The alternative scenarios
Thornton and Harms then created millions of copies of this genetic template, using a method that introduced random mutations into every new copy, thus mimicking the variation that evolution could have produced in the protein under alternative scenarios. To identify permissive mutations in these “might-have-been” pathways, they engineered yeast cells that could grow only if they contained a functional GR and then introduced their “library” of mutated versions of ancestral GR into them. If any of the mutations were permissive, they would restore the GR’s function and allow the yeast to grow when exposed to cortisol.
Thornton and Harms tested many thousands of variants but found none that restored the function of GR other than the historical mutations that occurred in actuality. “Among the huge numbers of alternate possible histories, there were no other permissive mutations that could have opened an evolutionary path to the modern-day GR,” Thornton said.

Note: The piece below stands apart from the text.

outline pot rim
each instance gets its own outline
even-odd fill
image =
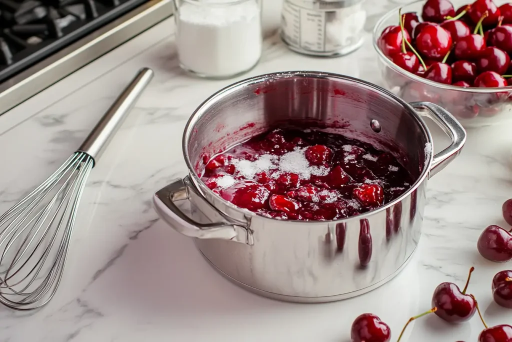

The influence of chance events
By studying the effects of mutations on the ancient protein’s physical architecture, Harms and Thornton also showed why permissive mutations are so rare. To exert a permissive effect, a mutation had to stabilize a specific portion of the protein – the same part destabilized by the function-switching mutations – without stabilizing other regions or otherwise disrupting the structure. Very few mutations, they showed, can satisfy all these narrow constraints.
“These results show that contingency – the influence of chance events on the way evolution unfolds – is built into the atomic structure of molecules,” said Irene Eckstrand, Ph.D., of the National Institutes of Health’s National Institute of General Medical Sciences, which provided substantial funding for the research. “If the results hold true for other systems, this will be a highly significant contribution to our understanding of exactly how proteins can evolve new functions—a process that accounts for the diversity of life and the origins of genetic variation.”
While most prior discussions of historical contingency in evolution have focused on external events such as asteroid impacts, mass extinctions, climate change, Thornton and Harms showed that the intrinsic complexity of proteins as physical objects also makes evolution depend profoundly on low-probability chance events.
A radically different biology
“It’s very exciting to have been able to directly study alternative ancient histories,” Thornton said. “If evolutionary history could be relaunched from ancestral starting points, we would almost certainly end up with a radically different biology from the one we have now. Unpredictable genetic events are constantly opening paths to some evolutionary outcomes and closing the paths to others, all within the biochemical systems of our cells.
The study, “Historical contingency and its biophysical basis in glucocorticoid receptor evolution,” was supported by the National Institute of General Medical Sciences (R01-GM104397. R01-GM081592, and F32-GM090650), the National Science Foundation, and the Howard Hughes Medical Institute.